Immigrants' Rights Clinic Wins Cases for Individuals Facing Deportation
New York, June 22, 2015—Columbia Law School Professor Elora Mukherjee and students in the Immigrants’ Rights Clinic have won four recent cases for detained individuals facing deportation, pulling together vast amounts of evidence in short periods of time to prove their clients’ claims.

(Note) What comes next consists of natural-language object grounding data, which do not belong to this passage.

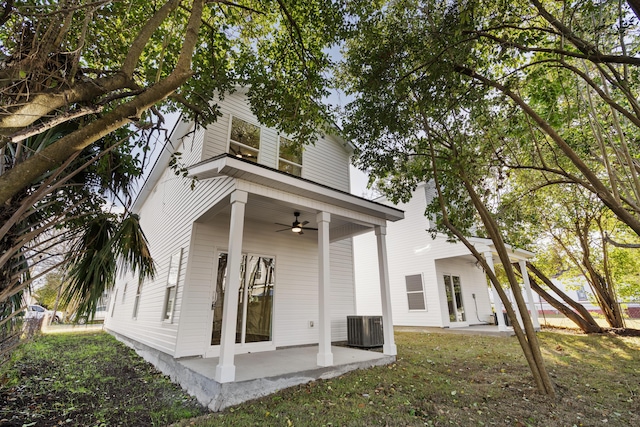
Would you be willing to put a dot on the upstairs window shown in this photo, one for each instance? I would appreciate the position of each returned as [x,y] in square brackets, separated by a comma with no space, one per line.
[290,157]
[415,292]
[244,140]
[172,286]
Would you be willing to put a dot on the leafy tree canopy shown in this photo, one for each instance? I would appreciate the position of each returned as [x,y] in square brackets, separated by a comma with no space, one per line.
[83,88]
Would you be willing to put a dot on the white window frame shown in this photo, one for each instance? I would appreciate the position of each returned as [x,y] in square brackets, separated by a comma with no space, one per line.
[280,159]
[415,292]
[248,147]
[136,302]
[115,301]
[171,289]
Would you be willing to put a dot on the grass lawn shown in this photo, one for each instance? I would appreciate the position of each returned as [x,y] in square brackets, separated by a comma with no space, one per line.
[438,379]
[87,379]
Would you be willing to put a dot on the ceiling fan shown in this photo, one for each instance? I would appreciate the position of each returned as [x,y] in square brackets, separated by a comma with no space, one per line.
[296,226]
[240,154]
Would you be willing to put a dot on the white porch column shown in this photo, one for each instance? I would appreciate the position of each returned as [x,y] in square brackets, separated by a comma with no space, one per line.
[325,357]
[530,301]
[497,302]
[226,370]
[389,347]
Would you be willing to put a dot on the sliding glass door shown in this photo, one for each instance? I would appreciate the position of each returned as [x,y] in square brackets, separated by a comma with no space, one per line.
[255,299]
[453,290]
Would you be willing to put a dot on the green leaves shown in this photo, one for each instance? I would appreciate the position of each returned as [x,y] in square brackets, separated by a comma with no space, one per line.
[107,246]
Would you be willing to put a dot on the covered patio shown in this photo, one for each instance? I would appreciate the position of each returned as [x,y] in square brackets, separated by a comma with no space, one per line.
[257,374]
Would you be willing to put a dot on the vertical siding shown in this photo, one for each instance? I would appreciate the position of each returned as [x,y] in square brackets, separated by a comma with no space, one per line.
[367,277]
[326,162]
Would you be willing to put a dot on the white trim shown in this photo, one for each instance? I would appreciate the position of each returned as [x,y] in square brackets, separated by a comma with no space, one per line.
[230,166]
[251,122]
[422,291]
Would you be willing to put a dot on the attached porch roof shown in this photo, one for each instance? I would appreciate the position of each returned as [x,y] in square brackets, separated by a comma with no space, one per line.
[486,245]
[274,196]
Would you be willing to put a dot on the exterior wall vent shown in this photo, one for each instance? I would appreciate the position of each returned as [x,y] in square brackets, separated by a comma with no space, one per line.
[364,331]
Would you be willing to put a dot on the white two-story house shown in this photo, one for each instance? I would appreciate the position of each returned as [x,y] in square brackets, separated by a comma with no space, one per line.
[256,257]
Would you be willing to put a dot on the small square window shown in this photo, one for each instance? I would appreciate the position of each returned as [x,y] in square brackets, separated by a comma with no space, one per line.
[244,140]
[290,157]
[415,292]
[172,286]
[170,300]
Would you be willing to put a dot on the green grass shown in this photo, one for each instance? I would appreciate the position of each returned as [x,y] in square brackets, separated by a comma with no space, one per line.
[438,380]
[87,379]
[462,380]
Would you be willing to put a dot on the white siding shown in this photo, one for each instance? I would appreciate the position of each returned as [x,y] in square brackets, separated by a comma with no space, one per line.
[411,250]
[296,289]
[473,282]
[326,162]
[166,219]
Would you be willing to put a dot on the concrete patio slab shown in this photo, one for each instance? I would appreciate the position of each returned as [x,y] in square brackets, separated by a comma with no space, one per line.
[257,374]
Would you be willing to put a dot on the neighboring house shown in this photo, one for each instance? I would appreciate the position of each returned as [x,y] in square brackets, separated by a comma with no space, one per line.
[433,282]
[578,290]
[233,276]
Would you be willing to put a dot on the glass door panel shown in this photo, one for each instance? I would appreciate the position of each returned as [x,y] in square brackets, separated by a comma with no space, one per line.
[449,292]
[453,289]
[218,299]
[457,289]
[259,299]
[255,299]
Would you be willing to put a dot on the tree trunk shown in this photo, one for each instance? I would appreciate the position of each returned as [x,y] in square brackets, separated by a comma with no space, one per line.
[527,339]
[580,316]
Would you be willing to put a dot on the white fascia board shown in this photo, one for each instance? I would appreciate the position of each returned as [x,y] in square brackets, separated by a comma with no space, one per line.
[227,165]
[484,245]
[161,163]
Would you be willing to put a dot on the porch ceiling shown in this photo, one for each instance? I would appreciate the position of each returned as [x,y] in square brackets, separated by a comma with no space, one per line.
[271,212]
[300,194]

The clinic secured asylum for two bisexual Nigerian men persecuted for their sexuality and Christian faith, and rulings withholding deportation—a finding that requires a higher standard of evidence—for Suny, a Honduran woman targeted in her country for protesting police corruption and Bilma, another Honduran woman who survived intimate partner violence. Mukherjee also won asylum for Bilma’s 6-year-old daughter, Alison, and is currently representing Angelo, Suny’s 8-year-old son.
Professor Elora Mukherjee and students won asylum for 6-year-old Alison and a ruling withholding deportation for Alison's mother Bilma, who had been detained at the country's largest family detention center in Dilley, Texas. |
The cases show the clinic’s nationwide impact: The Nigerian men were detained at the Elizabeth Detention Center in New Jersey; the women were held with their children at the country’s largest family detention center in Dilley, Texas. Under Mukherjee’s leadership, the Immigrants’ Rights Clinic, which launched last fall, has been at the forefront of efforts to provide representation to individuals in both facilities. Mukherjee and her students were the first advocates to provide pro bono counsel to immigrants in Dilley.